Back to overview
Downtime

Discord Tickets is offline

Mar 28 at 12:57am GMT
Affected services
Discord Tickets (Public instance)

Resolved
Mar 31 at 04:32am BST

Post-mortem

Timeline

The crash

The public instance went offline at 00:47 UTC on Friday, March 28th. The reason for this is unknown; it was not a scheduled update. However, the reason is not particularly important as occasional crashes and automatic recoveries after a few minutes are relatively normal.
Unfortunately, despite the container automatically restarting, the service was unable to recover this time.

Token is revoked

At 06:29 UTC, Discord revokes the bot's token due to it reconnecting 1,000 times. There are no obvious signs as to why; the container did not restart during this time.

New token generated

At approximately 17:00 UTC, the container is recreated with a new bot token. The bot is observed slowly receiving GUILD_DELETE events but does not become READY within a normal timeframe.

Another new token

At approximately 22:00 UTC, although the previous token had not been revoked, the bot still had not become READY so the token was regenerated again and the container was recreated. This made no difference, so the bot was left to reconnect overnight.

Token is revoked again

At 04:11 UTC on Saturday, March 29th, Discord revokes the bot's token for a second time.

Root cause identified

The root cause is finally identified at approximately 01:30 UTC on Monday, March 31st. A solution was found 10 minutes later.

Service recovers

After the fix was implemented and deployed, the service recovered at 02:04 UTC.

The cause

As this incident wasn't caused by a change that could be rolled back, it required investigating a production service, which was made more difficult by the lack of error logs. Even with maximum debugging logs, no additional context was revealed, leaving just two clues:

  • Suspicious GUILD_DELETE events,
  • Apparent repeated reconnection.

However, discord.js was not surfacing any indication of its connection state. This was suspected of being a limitation of the library's internal sharding feature, which Discord Tickets still uses.
Attempting to connect to Discord using the dedicated ShardingManager revealed shards dying with an error:

Client took too long to become ready.

After a quick search, suspicions are confirmed and a solution is found. The slowly-arriving GUILD_DELETE events are holding up the connection for too long, discord.js gives up and tries again, but can be resolved by increasing the timeout option.

The proposed solution would require migrating the codebase to use ShardingManager, which is an overdue change needed to increase performance, and as this incident has shown, observability too.

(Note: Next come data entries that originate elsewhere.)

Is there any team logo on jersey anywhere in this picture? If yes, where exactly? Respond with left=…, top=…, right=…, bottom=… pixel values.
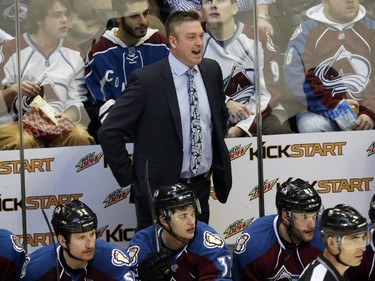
left=10, top=234, right=25, bottom=252
left=248, top=178, right=279, bottom=201
left=111, top=249, right=131, bottom=266
left=229, top=143, right=251, bottom=161
left=234, top=233, right=250, bottom=254
left=366, top=141, right=375, bottom=156
left=314, top=46, right=371, bottom=100
left=266, top=32, right=276, bottom=52
left=203, top=231, right=224, bottom=249
left=103, top=187, right=130, bottom=208
left=290, top=24, right=302, bottom=40
left=224, top=63, right=255, bottom=101
left=76, top=152, right=103, bottom=173
left=127, top=246, right=139, bottom=264
left=224, top=218, right=254, bottom=239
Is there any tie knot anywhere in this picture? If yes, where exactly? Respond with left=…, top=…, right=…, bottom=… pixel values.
left=187, top=68, right=195, bottom=76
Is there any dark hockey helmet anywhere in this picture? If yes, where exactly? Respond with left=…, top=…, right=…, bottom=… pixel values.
left=154, top=183, right=201, bottom=220
left=51, top=200, right=98, bottom=238
left=276, top=178, right=322, bottom=215
left=368, top=194, right=375, bottom=223
left=320, top=204, right=367, bottom=238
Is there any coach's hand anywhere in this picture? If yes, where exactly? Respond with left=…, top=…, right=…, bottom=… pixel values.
left=138, top=248, right=172, bottom=281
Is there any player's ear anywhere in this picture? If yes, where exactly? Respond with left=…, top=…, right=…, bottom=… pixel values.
left=57, top=235, right=67, bottom=248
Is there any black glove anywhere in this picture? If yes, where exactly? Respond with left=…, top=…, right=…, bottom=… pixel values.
left=138, top=248, right=172, bottom=281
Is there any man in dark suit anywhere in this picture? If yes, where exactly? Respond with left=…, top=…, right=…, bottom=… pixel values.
left=99, top=11, right=232, bottom=229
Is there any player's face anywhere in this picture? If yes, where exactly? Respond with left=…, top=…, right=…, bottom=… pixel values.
left=170, top=205, right=196, bottom=243
left=323, top=0, right=359, bottom=23
left=334, top=232, right=368, bottom=266
left=69, top=229, right=96, bottom=262
left=120, top=1, right=150, bottom=38
left=39, top=1, right=72, bottom=39
left=290, top=212, right=318, bottom=242
left=169, top=21, right=204, bottom=67
left=202, top=0, right=238, bottom=25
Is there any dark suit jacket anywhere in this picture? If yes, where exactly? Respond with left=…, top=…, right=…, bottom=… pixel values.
left=99, top=57, right=232, bottom=203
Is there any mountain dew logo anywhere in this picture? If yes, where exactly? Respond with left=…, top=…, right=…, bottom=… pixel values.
left=224, top=218, right=254, bottom=239
left=229, top=143, right=251, bottom=160
left=249, top=178, right=279, bottom=201
left=103, top=187, right=130, bottom=208
left=366, top=141, right=375, bottom=156
left=76, top=152, right=103, bottom=173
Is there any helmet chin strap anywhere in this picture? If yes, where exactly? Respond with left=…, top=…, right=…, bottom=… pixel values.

However, doing this would add a day to an already long incident.

Thankfully, internal sharding supports a similar option, allowing the service to be recovered for Monday morning.

The GUILD_DELETE events

This event is delivered when a guild becomes unavailable, often due to the bot being removed, but when it is received at startup it is usually due to an outage or other problem.
The connection timeouts were likely caused by an increase in the number of unavailable guilds, which was almost 50.

Updated
Mar 29 at 03:51pm GMT

The cause is still being investigated. Please join the Discord server at https://lnk.earth/discord for updates.

Created
Mar 28 at 12:57am GMT

Discord Tickets (Public instance) went down.